Dinosaur remains 'likely to be found on the Moon'



Dinosaurs on the Moon? It sounds absurd, we know it; However, a scientific study has revealed that it is probable that there are fossils of ancient reptiles on our satellite.


Okay, buckle up because it's weird. Thanks to a (glorious) scientific article that has been shared online for the past few days, people are now learning what astrophysicists and (possibly) astronauts have known for a long time: there are most likely tiny bits of dinosaur perched there on the moon.

 

Yes, it is true, the dinosaurs were ahead of us. Sixty-five million years before humanity took “one small step for man, one great leap for humanity,” dinosaurs arrived on our satellite, although to be fair, their safety procedures were not as rigorous as the ours.

 

When planets, like ours, are impacted by bodies from space, they are usually left with a crater for people to look at.

 

How did they get there and possibly beyond? Yes, you guessed it, they didn't arrive in a rocket, instead they were sprayed onto the lunar surface after an asteroid launched the debris into space.

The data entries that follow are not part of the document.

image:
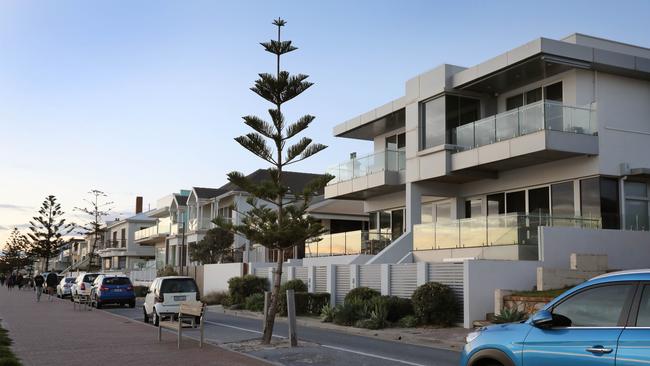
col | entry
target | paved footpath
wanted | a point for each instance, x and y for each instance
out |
(52, 333)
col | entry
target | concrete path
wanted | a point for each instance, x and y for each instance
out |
(52, 333)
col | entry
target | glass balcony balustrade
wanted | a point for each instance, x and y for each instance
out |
(348, 243)
(542, 115)
(509, 229)
(388, 160)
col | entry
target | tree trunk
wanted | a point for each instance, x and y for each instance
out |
(270, 316)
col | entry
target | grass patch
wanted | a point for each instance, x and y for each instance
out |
(7, 357)
(547, 293)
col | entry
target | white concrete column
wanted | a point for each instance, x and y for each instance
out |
(311, 279)
(422, 273)
(385, 279)
(413, 205)
(354, 276)
(331, 283)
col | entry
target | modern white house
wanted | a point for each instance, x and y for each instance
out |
(120, 251)
(486, 173)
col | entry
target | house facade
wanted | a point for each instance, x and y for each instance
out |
(471, 162)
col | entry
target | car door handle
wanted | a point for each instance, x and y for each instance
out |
(599, 350)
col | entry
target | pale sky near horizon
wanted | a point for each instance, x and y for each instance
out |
(145, 97)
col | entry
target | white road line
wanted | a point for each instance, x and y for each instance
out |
(372, 355)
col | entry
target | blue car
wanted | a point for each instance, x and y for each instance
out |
(604, 321)
(112, 289)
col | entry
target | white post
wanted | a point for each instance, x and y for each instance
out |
(385, 279)
(331, 283)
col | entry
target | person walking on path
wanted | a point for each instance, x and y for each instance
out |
(38, 284)
(51, 282)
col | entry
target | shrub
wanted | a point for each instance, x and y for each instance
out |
(409, 321)
(398, 308)
(140, 291)
(167, 271)
(361, 294)
(255, 302)
(327, 313)
(509, 315)
(435, 304)
(215, 298)
(242, 287)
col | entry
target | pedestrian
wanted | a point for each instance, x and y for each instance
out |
(38, 282)
(51, 281)
(19, 281)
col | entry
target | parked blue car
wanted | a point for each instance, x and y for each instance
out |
(112, 289)
(604, 321)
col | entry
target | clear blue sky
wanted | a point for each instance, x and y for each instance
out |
(145, 97)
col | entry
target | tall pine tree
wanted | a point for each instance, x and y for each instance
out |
(277, 219)
(48, 230)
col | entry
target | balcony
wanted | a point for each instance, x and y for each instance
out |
(536, 133)
(348, 243)
(508, 229)
(368, 175)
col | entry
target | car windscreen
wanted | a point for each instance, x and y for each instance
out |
(178, 285)
(117, 281)
(90, 278)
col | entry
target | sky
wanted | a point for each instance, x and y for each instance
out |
(145, 97)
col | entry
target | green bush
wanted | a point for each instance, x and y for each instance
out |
(510, 315)
(216, 298)
(398, 308)
(409, 321)
(242, 287)
(435, 304)
(255, 302)
(361, 294)
(140, 291)
(167, 271)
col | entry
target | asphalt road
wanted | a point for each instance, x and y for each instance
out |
(333, 348)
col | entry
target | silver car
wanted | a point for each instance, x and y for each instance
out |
(64, 288)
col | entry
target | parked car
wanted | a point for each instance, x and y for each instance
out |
(82, 284)
(64, 287)
(165, 296)
(604, 321)
(112, 289)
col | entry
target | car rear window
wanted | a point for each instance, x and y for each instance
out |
(117, 281)
(176, 285)
(90, 278)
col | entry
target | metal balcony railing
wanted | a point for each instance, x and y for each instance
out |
(388, 160)
(538, 116)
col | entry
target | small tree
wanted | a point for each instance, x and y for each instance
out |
(48, 230)
(16, 254)
(277, 218)
(214, 247)
(98, 208)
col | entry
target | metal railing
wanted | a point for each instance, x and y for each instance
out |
(388, 160)
(538, 116)
(348, 243)
(508, 229)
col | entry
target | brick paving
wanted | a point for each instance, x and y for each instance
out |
(52, 333)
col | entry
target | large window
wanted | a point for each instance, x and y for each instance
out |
(596, 307)
(439, 116)
(636, 206)
(562, 199)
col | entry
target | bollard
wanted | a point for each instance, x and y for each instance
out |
(291, 315)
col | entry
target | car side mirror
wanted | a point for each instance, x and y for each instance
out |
(542, 319)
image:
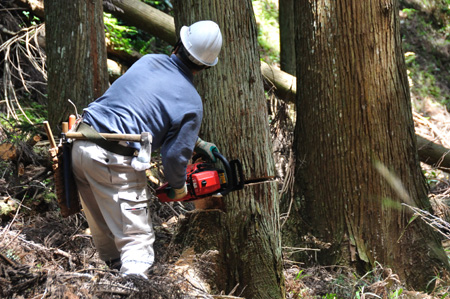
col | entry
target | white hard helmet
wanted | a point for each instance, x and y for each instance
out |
(203, 41)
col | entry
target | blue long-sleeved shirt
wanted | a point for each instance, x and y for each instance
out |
(155, 95)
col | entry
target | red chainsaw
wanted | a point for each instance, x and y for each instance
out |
(204, 179)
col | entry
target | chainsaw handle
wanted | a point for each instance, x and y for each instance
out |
(231, 168)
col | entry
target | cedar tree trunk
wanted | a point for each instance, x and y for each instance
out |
(354, 111)
(246, 233)
(76, 56)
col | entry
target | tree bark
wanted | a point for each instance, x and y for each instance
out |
(354, 113)
(138, 14)
(284, 84)
(235, 110)
(76, 56)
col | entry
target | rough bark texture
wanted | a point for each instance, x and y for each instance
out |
(76, 56)
(235, 118)
(138, 13)
(287, 36)
(354, 111)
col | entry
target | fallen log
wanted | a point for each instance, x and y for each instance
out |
(157, 23)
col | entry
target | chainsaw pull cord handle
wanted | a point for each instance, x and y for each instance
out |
(231, 180)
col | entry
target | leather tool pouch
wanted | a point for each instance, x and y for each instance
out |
(66, 188)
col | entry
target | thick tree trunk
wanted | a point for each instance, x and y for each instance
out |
(235, 118)
(287, 36)
(76, 56)
(284, 84)
(354, 112)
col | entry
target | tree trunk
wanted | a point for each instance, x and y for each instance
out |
(76, 56)
(235, 118)
(354, 112)
(287, 36)
(137, 13)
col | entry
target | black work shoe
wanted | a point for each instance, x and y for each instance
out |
(114, 264)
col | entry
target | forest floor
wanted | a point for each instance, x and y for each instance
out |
(43, 255)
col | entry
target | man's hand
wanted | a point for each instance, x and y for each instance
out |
(138, 165)
(206, 148)
(173, 193)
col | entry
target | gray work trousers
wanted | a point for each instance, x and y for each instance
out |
(115, 199)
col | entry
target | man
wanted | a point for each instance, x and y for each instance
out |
(155, 95)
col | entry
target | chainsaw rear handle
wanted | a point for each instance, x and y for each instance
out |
(234, 172)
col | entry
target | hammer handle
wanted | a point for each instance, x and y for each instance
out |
(107, 136)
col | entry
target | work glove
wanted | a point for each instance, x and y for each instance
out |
(173, 193)
(138, 165)
(206, 148)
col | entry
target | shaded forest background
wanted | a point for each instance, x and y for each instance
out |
(42, 254)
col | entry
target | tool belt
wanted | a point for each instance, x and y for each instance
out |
(92, 135)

If the asteroid is large and fast enough, the impact can cause the debris to reach escape velocity (7 miles per second) and leave our atmosphere completely. Much will fall on the planet, but other pieces can be thrown out of the planet's influence and headed for the Solar System, possibly putting them on collision courses with other planets.

 

We have a lot of evidence that this happened, with at least 289 meteorites coming out of impacts on Mars to Earth discovered on our planet so far. Many moons in the Solar System are believed to have been created by gigantic impacts, including our own. It may even be possible for microorganisms to survive the journey from Earth to other planets or vice versa while hiding in the rock, according to recent research.

 

But let's go back to the dinosaurs. As the writer Peter Brannen explains in his book The Ends of the World , the meteor that hit Earth was traveling at such tremendous speed that “when the asteroid collided with the earth, in the sky above it, where there should have been air, the rock would have pierced a vacuum hole from outer space into the atmosphere. When the heavens rushed to close this hole, huge volumes of earth were ejected into orbit and beyond, all within a second or two of impact. "

 

With the earth and the rock went the dinosaur bones. At the end of their world, small fragments of them were buried on the Moon, and probably also on Mars.